By season's end, he'd become the second rookie ever to hit more than 20 homers with all of them coming the last three months. The identity of the other player to accomplish the feat is a sobering reminder that Jones isn't proven yet.

Kevin Maas hit 21 home runs after a July promotion to the New York Yankees in 1990, more homers than Mickey Mantle or Lou Gehrig or Yogi Berra hit as rookies. Four years later the Yankees cut him. Pitchers quickly adjusted to Maas, found his weaknesses and he couldn't respond.

Does the same fate await Jones? Is he a legitimate late bloomer or a fluke?

"Everybody keeps asking, when is he gonna stop?" Pirates manager John Russell said. "And I'm kind of getting tired of it because the guy continues to do well."

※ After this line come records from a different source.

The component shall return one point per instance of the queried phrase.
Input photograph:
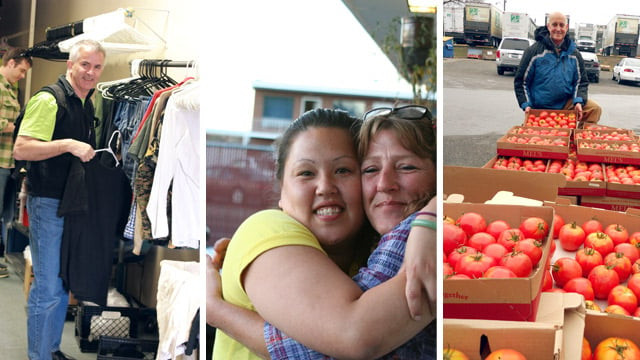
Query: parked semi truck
(453, 22)
(516, 24)
(482, 24)
(621, 36)
(585, 36)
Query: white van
(510, 52)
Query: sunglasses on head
(407, 112)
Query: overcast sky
(296, 42)
(579, 11)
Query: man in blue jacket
(551, 74)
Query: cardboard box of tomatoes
(513, 299)
(566, 119)
(609, 203)
(533, 146)
(600, 326)
(556, 333)
(478, 185)
(610, 152)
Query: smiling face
(321, 185)
(557, 26)
(84, 73)
(392, 179)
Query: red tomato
(592, 225)
(620, 264)
(499, 271)
(480, 239)
(453, 354)
(447, 270)
(618, 233)
(474, 265)
(616, 309)
(586, 349)
(565, 269)
(599, 241)
(603, 279)
(547, 280)
(506, 354)
(510, 237)
(558, 222)
(496, 227)
(532, 248)
(624, 297)
(571, 236)
(460, 252)
(495, 250)
(471, 223)
(518, 262)
(588, 258)
(581, 286)
(630, 251)
(634, 284)
(616, 348)
(534, 227)
(452, 237)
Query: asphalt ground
(479, 106)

Most home runs by a rookie with all of them coming after July 1

Name

Year

At-Bats

HRs

RBIs

Avg.

OBP

SLP

Garrett Jones

2009

314

21

44

.293

.372

.567

Kevin Maas

1990

254

21

44

.252

.367

.535

The Pirates point not to Maas as a reference point, but to Mike Easler, who didn't get an extended opportunity until he was 29 with the Pirates and went on to have eight productive seasons.

Jones isn't thinking about Maas, Easler or anyone else but himself. And he's taking it day to day. After waiting so long, he's savoring every moment of his deliverance from obscurity to power.

"I'm feeling relaxed and am just going to keep it going as long as I can," he said. "I know there will be ups and downs. Right now I'm feeling OK. I'm in a good place."